I get that the players are cast in the role of small cogs in the larger machine, that over time all these kills and campaigns will lead to a big, overarching sci-fi masterpiece of a story. I get that the appeal is supposed to be the multiplayer competition and cooperation. I get that Bungie has been going through great strides to make the game better, even going so far as to cut Peter Dinklage from the game and replace him with a more emotive Nolan North. I also get that The Taken King was supposedly badass and awesome.

And yet there is absolutely no appeal for me in being generic Guardian No. 198,089.

I can only explain it as that the game lacks intimacy. It’s not the silent protagonist — because Link, after all, rarely utters a word in Legend of Zelda games, and yet we still feel connected to him — nor is it the one-among-many conceit, per say.

I would judge that much of Destiny‘s action feels futile because the player’s particular Guardian feels absolutely insignificant in the grander picture. There’s nothing this particular Guardian can do that no one else can.

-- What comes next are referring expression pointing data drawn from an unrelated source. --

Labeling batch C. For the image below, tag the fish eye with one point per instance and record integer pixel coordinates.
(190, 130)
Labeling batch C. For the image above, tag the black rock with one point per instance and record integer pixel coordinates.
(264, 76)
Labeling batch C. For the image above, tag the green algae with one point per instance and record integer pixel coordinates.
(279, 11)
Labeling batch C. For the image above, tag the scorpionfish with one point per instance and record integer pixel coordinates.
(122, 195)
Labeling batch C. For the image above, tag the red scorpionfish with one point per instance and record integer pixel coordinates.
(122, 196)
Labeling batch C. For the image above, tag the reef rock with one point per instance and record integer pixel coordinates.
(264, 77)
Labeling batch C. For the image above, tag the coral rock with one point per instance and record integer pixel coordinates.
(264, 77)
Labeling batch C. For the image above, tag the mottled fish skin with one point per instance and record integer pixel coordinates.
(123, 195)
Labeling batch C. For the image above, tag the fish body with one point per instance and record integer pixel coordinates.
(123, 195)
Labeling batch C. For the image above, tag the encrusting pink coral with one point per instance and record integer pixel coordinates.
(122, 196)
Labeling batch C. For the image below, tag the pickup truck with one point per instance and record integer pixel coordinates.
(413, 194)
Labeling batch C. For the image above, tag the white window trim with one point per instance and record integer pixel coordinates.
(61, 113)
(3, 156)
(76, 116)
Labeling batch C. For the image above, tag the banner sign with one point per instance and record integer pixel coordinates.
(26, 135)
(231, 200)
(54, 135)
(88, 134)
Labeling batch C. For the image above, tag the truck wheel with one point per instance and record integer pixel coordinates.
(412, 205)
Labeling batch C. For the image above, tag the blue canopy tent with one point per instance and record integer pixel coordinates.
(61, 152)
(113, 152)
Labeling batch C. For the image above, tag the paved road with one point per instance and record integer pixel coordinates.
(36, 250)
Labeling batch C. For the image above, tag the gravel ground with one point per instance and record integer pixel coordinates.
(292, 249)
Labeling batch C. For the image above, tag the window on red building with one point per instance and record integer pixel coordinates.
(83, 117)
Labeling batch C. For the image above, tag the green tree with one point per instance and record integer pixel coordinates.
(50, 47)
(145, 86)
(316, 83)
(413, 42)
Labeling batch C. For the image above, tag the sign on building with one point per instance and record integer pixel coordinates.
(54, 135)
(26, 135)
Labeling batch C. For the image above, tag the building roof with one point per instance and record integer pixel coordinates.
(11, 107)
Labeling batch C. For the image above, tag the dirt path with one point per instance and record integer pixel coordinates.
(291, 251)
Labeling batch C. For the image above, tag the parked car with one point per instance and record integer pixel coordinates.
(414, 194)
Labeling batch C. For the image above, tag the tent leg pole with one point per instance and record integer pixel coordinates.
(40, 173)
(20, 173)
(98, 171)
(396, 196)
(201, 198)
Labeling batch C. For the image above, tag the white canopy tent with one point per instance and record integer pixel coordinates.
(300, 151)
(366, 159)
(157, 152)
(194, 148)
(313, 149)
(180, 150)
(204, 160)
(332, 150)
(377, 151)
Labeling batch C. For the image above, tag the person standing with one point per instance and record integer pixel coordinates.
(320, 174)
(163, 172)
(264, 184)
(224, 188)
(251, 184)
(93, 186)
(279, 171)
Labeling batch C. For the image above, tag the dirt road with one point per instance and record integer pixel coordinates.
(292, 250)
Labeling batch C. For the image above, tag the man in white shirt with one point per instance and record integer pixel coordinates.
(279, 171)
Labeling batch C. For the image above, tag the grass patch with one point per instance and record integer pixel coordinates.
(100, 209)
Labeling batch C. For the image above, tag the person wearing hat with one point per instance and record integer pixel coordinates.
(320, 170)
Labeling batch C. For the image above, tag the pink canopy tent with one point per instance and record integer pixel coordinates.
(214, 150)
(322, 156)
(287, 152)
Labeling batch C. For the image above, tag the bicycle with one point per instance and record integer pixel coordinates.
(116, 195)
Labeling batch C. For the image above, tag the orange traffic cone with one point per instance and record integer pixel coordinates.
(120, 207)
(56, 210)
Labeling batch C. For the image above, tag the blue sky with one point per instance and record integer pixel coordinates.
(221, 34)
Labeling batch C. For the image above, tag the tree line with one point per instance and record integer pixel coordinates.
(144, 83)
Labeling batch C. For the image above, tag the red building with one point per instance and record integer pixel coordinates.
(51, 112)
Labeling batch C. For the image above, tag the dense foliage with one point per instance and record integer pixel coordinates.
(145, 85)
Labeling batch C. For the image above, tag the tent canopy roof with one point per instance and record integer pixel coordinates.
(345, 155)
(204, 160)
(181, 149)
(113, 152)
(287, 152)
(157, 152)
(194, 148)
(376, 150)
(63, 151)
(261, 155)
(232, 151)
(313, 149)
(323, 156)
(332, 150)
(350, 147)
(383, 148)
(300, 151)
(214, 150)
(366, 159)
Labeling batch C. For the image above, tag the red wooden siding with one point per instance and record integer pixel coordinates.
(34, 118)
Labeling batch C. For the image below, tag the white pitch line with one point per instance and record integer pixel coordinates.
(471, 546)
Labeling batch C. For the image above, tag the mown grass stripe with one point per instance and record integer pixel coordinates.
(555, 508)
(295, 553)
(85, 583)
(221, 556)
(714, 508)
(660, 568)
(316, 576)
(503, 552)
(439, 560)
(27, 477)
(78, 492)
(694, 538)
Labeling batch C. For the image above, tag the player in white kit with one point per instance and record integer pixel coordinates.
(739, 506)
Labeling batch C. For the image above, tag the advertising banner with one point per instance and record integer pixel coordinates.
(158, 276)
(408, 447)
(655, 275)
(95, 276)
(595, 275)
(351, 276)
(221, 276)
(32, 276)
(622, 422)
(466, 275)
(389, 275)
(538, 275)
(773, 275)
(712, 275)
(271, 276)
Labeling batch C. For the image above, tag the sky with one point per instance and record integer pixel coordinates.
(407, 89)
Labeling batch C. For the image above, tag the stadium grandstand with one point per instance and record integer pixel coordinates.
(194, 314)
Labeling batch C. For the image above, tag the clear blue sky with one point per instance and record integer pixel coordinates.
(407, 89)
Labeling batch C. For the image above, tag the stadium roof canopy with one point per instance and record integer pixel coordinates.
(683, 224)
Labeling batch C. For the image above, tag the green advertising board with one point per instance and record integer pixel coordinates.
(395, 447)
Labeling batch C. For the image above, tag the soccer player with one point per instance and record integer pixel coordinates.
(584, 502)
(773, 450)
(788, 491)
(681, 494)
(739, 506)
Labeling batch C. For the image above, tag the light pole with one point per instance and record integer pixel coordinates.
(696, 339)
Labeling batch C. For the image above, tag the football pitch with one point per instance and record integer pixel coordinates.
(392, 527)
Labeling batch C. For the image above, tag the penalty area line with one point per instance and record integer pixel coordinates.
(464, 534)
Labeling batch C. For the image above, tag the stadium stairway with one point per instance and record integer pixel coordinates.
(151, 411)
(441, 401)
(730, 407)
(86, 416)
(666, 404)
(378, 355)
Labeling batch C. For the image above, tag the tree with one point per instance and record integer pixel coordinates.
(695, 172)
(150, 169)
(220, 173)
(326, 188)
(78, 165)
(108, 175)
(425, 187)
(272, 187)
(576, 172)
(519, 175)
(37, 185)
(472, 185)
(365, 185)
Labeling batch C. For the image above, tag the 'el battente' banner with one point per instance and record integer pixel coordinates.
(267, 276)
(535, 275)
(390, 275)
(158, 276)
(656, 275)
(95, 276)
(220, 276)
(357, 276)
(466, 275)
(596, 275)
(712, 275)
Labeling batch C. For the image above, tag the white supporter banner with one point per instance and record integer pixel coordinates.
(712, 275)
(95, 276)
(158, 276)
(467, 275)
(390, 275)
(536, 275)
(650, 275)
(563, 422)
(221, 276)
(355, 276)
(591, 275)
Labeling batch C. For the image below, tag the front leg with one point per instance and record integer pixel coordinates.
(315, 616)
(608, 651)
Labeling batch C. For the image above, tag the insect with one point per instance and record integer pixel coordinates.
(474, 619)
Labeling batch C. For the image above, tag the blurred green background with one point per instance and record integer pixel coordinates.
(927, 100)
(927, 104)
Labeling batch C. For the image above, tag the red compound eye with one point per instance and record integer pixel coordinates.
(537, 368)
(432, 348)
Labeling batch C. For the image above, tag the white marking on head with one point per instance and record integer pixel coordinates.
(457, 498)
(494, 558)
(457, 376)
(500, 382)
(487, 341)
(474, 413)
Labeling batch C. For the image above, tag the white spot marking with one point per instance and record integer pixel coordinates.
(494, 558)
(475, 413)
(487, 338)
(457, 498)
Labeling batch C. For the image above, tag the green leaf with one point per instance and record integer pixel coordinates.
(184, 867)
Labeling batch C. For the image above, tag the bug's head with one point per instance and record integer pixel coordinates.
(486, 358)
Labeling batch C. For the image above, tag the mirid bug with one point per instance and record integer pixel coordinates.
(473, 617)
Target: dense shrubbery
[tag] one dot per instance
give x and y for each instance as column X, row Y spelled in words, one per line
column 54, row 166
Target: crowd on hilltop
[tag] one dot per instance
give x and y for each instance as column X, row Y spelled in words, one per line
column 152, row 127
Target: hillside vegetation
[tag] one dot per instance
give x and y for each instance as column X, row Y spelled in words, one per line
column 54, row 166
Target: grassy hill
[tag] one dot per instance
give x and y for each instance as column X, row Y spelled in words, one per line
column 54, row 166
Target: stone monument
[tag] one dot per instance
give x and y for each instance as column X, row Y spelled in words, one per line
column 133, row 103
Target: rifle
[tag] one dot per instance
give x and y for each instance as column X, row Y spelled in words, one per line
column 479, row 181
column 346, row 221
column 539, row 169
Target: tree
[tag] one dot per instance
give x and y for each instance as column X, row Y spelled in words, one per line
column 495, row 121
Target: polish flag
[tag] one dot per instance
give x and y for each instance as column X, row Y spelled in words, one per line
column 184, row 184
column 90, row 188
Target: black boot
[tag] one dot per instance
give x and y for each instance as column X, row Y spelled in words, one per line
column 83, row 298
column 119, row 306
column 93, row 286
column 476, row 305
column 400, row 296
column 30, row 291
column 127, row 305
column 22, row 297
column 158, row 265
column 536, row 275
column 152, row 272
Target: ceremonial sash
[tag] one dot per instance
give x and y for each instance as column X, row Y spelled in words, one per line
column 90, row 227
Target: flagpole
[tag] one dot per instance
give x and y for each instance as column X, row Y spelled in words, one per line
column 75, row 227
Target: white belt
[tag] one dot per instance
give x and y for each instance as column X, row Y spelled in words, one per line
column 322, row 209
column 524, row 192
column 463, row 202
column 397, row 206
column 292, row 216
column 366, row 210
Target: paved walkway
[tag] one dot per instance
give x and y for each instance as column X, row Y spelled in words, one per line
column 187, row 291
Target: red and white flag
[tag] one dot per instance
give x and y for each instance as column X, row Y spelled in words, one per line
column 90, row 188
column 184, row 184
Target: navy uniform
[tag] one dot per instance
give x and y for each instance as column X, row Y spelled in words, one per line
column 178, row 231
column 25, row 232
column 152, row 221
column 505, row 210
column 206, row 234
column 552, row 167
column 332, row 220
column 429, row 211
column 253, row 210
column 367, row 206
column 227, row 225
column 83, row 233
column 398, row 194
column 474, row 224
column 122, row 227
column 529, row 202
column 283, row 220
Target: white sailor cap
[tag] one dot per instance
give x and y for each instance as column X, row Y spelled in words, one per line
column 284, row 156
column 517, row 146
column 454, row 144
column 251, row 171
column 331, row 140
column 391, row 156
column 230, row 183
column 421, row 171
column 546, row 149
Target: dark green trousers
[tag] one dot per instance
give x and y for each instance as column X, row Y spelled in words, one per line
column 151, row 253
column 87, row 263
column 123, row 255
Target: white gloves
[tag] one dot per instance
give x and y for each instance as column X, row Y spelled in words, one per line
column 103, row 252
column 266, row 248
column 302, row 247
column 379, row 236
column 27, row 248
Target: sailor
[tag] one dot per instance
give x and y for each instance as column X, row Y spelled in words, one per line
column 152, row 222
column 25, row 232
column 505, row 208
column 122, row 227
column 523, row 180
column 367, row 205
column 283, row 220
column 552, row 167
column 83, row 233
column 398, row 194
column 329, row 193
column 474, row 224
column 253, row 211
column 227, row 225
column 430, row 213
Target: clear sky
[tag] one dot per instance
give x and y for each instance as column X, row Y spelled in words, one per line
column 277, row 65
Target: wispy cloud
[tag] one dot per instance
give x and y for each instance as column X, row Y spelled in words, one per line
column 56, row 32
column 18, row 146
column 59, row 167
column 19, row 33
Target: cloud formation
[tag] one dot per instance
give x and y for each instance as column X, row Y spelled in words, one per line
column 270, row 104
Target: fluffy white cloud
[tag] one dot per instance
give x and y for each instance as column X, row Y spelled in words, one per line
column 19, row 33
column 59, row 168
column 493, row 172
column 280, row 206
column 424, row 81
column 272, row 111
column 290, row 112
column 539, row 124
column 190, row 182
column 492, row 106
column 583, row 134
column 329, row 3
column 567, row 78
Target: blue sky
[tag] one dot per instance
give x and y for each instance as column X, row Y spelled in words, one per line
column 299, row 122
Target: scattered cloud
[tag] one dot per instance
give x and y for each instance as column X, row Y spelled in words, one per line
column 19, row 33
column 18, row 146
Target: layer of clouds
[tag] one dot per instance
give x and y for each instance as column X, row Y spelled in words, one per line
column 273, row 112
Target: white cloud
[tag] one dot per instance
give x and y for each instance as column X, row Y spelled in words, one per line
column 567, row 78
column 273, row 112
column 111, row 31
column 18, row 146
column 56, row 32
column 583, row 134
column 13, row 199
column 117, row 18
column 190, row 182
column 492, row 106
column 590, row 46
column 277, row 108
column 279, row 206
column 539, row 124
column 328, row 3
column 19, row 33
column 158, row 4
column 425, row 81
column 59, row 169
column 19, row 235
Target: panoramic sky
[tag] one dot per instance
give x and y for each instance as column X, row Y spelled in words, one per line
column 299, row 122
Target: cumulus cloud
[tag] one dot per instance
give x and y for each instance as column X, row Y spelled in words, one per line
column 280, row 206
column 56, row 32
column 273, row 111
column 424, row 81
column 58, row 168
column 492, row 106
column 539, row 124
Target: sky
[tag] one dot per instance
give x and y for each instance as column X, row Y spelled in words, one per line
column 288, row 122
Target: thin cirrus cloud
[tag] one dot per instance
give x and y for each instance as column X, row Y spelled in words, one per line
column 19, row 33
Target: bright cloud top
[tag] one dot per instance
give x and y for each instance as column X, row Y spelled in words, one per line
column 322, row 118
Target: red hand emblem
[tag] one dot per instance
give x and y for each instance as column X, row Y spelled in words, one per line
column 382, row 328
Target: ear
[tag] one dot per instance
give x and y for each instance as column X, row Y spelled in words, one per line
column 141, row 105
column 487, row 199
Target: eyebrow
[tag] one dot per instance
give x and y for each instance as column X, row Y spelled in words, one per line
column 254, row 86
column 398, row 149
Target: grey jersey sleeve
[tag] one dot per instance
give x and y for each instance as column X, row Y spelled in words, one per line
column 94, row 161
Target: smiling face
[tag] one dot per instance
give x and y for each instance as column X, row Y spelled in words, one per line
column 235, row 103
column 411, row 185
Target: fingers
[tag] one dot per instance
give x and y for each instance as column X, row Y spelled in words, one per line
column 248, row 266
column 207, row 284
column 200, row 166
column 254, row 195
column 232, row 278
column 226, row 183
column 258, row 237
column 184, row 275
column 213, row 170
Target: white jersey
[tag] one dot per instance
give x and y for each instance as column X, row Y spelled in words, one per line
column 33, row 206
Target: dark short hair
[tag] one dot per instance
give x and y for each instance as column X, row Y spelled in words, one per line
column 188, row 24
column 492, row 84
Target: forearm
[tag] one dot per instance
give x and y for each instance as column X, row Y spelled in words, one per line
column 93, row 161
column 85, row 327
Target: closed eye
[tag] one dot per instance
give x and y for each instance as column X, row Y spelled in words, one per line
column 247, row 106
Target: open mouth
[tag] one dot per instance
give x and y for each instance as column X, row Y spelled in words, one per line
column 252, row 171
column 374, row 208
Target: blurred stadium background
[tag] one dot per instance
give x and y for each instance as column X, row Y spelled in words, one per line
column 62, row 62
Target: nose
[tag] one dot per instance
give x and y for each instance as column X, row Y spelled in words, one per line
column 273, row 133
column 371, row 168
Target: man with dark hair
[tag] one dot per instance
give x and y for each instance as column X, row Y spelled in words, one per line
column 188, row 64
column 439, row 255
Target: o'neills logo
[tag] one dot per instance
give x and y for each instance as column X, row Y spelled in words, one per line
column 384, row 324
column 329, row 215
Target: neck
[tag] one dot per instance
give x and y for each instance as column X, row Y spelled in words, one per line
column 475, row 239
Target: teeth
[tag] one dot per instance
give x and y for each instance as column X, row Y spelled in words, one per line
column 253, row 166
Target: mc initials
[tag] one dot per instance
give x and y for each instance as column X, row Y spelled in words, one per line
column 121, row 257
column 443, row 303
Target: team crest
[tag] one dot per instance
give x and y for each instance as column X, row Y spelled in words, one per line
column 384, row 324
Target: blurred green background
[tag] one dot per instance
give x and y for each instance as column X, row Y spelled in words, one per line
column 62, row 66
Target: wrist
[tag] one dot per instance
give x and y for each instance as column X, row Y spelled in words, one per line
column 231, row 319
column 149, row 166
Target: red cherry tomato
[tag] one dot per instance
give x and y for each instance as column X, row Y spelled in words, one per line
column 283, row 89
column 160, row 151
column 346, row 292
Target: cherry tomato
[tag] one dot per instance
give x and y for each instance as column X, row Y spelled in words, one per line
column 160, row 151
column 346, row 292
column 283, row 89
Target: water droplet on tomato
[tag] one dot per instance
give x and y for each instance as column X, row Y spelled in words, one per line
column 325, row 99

And there’s not even a witty personality to find endearing. The player exists as a (literal) shell of a person, a reanimated corpse.

While gaming messiahs and chosen ones are a dime a dozen, a game can’t help but feel a little empty when every task undertaken could literally have been done by anyone else’s character with exactly the same results.

Anyone can be an explorer, but there’s only one Lara Croft or Nathan Drake.

But who are you in Destiny? I don’t see an answer coming anytime soon.